Forcing non-www and https redirects correctly

Get help with installation and running phpBB 3.2.x here. Please do not post bug reports, feature requests, or extension related questions here.
urzh
Registered User
Posts: 126
Joined: Mon Aug 05, 2019 1:51 pm
Name: Robert

Re: Forcing non-www and https redirects correctly

Post by urzh » Thu Sep 05, 2019 12:57 am

I'm having a diferent issue now forcing https requests to go to http versions of my site.

I tried to add the following rule:

Code: Select all

# Redirect HTTPS to HTTP
RewriteCond %{HTTP:X-Forwarded-Proto} =https
RewriteRule ^(.*)$ http://%{HTTP_HOST}%{REQUEST_URI} [L,R=301]
But it's not working at all.

My current htaccess:

Code: Select all

## Mod_rewrite in use.
RewriteEngine on
RewriteCond %{HTTP_HOST} ^www.kingcrabchicago.com [NC]
RewriteRule ^(.*)$ http://kingcrabchicago.com/ [L,R=301]

Any help is appreciated.

User avatar
3Di
Former Team Member
Posts: 14357
Joined: Mon Apr 04, 2005 11:09 pm
Location: Milan (IT) Frankfurt (DE)
Name: Marco
Contact:

Re: Forcing non-www and https redirects correctly

Post by 3Di » Thu Sep 05, 2019 1:04 am

Oops.. misread
I'm having a diferent issue now forcing https requests to go to http versions of my site.
May I ask you why you want it to be that way?

https://security.stackexchange.com/ques ... ps-website
Please PM me only to request paid works. Thx.
Want to compensate me for my interest?

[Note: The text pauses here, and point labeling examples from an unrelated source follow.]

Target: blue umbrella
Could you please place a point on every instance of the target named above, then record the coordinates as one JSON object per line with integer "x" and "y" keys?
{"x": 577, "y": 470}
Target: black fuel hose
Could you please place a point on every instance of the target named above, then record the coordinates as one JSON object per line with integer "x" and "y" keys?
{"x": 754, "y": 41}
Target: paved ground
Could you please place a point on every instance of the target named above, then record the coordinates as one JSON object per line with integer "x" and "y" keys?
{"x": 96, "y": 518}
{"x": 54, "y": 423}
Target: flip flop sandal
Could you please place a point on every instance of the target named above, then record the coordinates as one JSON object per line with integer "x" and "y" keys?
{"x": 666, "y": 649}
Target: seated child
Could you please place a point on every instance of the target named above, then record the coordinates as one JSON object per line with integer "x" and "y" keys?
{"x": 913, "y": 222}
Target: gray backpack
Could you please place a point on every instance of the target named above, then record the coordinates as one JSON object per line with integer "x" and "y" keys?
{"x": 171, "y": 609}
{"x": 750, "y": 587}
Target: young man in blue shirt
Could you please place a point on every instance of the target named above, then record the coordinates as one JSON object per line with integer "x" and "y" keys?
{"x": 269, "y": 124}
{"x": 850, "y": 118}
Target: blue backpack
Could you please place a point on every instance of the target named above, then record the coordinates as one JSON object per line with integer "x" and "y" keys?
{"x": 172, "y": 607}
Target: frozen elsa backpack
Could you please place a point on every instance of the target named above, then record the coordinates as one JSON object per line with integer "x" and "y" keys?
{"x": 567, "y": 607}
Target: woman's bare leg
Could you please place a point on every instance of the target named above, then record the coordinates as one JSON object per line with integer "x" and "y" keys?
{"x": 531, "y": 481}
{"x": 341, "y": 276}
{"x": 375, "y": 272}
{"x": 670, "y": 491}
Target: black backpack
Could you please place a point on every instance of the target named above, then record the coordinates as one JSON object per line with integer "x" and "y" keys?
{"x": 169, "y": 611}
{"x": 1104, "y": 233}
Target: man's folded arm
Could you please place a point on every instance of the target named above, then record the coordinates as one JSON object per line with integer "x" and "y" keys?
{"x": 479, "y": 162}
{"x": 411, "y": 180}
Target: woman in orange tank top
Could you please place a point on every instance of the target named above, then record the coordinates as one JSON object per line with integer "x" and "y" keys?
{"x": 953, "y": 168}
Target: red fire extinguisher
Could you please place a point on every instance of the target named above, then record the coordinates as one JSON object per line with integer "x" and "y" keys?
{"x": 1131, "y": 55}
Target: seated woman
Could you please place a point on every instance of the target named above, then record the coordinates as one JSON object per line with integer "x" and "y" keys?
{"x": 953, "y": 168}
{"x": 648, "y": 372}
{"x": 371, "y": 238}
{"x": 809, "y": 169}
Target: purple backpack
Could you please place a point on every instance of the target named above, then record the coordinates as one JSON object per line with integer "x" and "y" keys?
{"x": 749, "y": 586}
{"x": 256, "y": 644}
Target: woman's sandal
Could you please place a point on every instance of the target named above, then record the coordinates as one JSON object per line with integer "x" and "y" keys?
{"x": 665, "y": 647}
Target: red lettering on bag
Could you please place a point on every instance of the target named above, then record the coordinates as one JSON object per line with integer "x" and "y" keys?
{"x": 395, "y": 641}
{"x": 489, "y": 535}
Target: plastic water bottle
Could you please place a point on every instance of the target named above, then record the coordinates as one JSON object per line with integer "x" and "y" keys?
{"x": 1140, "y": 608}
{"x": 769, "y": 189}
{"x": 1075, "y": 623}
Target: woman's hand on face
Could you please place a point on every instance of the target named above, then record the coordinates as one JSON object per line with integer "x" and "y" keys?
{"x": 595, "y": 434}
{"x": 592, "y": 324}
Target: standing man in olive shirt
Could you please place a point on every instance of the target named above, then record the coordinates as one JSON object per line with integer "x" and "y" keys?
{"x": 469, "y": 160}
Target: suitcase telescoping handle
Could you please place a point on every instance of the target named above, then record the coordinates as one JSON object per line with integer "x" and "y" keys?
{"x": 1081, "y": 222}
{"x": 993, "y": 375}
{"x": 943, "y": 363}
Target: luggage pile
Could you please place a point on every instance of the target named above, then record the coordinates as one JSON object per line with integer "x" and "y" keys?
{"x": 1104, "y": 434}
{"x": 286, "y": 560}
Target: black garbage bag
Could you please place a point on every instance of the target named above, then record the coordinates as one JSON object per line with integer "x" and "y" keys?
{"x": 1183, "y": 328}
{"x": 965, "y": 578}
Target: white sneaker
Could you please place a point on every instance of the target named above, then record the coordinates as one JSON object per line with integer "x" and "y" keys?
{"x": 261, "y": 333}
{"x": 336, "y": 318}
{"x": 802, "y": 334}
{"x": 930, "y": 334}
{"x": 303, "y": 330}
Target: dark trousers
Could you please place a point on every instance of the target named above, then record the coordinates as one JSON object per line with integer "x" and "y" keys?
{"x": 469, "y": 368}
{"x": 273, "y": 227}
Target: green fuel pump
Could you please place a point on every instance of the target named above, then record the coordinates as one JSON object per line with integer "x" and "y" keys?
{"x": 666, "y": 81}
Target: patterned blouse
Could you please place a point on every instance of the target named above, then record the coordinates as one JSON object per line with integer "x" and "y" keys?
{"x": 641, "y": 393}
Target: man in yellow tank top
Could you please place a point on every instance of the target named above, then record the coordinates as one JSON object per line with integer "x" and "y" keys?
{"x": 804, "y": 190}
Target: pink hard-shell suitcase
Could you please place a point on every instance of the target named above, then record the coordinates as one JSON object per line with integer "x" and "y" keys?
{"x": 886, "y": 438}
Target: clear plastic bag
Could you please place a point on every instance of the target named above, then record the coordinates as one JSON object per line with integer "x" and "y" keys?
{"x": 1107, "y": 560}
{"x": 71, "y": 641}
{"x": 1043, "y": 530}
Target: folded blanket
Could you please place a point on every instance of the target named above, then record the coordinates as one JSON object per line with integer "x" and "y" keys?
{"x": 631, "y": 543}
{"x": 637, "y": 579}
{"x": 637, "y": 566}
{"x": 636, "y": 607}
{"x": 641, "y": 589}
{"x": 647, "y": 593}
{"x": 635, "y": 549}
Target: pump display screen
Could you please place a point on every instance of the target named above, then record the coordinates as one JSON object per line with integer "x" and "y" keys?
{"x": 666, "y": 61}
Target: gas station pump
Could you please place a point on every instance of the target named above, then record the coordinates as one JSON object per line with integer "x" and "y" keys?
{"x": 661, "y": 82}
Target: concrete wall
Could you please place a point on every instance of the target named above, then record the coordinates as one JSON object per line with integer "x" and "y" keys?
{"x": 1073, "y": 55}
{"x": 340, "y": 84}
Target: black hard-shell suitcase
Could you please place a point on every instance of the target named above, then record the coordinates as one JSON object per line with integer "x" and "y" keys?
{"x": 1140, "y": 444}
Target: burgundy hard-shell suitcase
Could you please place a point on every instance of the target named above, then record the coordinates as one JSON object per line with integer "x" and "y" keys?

Donate
My development's activity º PhpStorm's proud user
Extensions, Scripts, MOD porting, Update/Upgrades
👨‍🏫 | Take a tour to | The Studio | 👨‍🏫

User avatar
EA117
Registered User
Posts: 1049
Joined: Wed Aug 15, 2018 3:23 am
Contact:

Re: Forcing non-www and https redirects correctly

Post by EA117 » Thu Sep 05, 2019 1:34 am

urzh wrote:
Thu Sep 05, 2019 12:57 am
My current htaccess:

Code: Select all

## Mod_rewrite in use.
RewriteEngine on
RewriteCond %{HTTP_HOST} ^www.kingcrabchicago.com [NC]
RewriteRule ^(.*)$ http://kingcrabchicago.com/ [L,R=301]
You can change that existing rule to address both situations, such as shown here:

Code: Select all

## Mod_rewrite in use.
RewriteCond %{HTTPS} =on [OR]
RewriteCond %{HTTP_HOST} ^www.kingcrabchicago.com [NC]
RewriteRule ^(.*)$ http://kingcrabchicago.com/ [L,R=301]
Meaning if someone is already using the correct domain but is on an HTTPS connection, or if someone is using an HTTP connection but has included the www subdomain, either case is going to cause a redirect to http://kingcrabchicago.com/. Which ensures neither condition remains true in the redirected URL.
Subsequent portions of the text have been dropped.